Risk Management presentation by Dr. Peter Tippett

Assume that someone says: We need to patch one per day.

In Tippett's view, that is a hypothesis and a hypothesis needs to be tested to determine its validity. These tests can be performed either by analyzing data, or by conducting a controlled experiment.

In many cases, Tippett claims, testing a hypothesis (we need more of product X) will show that the marginal benefits of deploying more (of the same) technology does not outweigh the marginal costs. For example, patching once a day instead of once a month might be much more expensive than the costs that are averted by it. If that hypothesis is proven to be true, patching once per month instead of once per day would be a colossal waste of resources. The costs would not outweight the benefits.

In an ideal risk-assessment scenario, sufficient data is available to estimate such a risk (defined as: likelihood ∙ impact) before a decision must be made, rather than in hindsight after a solution has been implemented.

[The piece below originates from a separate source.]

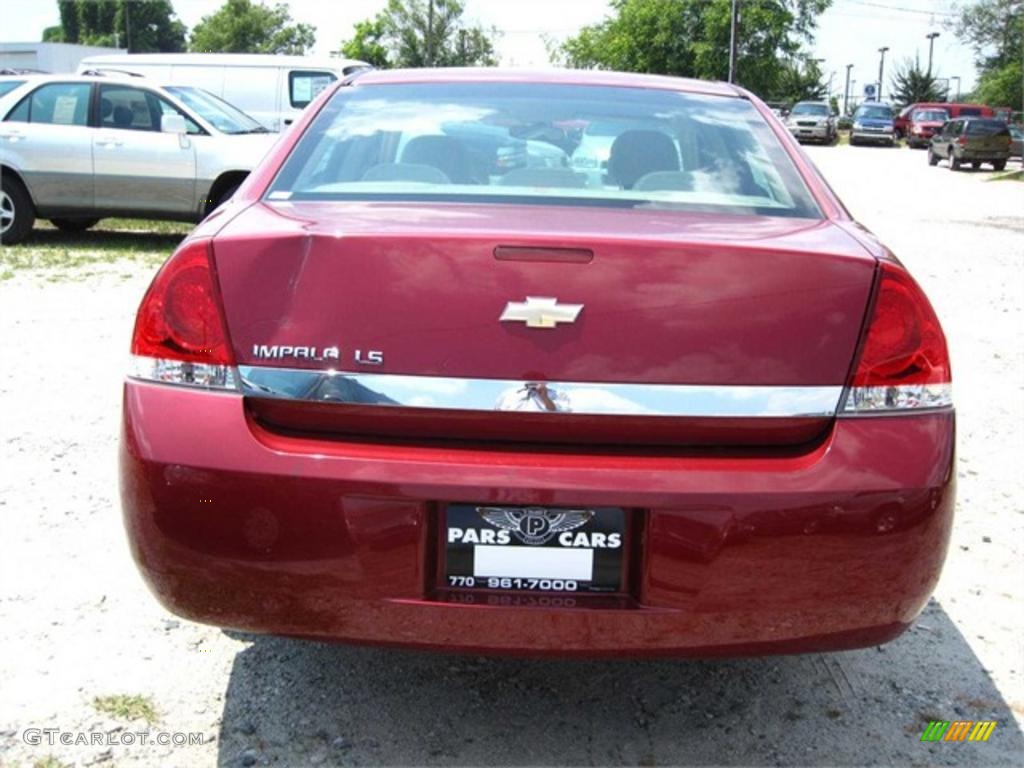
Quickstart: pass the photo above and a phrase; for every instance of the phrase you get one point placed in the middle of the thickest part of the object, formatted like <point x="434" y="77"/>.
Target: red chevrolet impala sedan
<point x="571" y="363"/>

Most organization lack the body of experience to be able to compute these risks at all, or at least in a way that is statistically significant enough to be usable. Most organizations are unwilling (or unable) to design and execute an experiment and draw conclusions based on the outcome of those experiments.

These two observations are the death-blow for a formal risk management approach to information security.

Until sufficient reliable data becomes available (at reasonable costs), organizations will never be able to build their information security programs based on a formal risk management approach.

When such data does become available (and it is starting to), the IT security landscape will change. Until then, risk management will be predominantly something we talk about, rather than practice.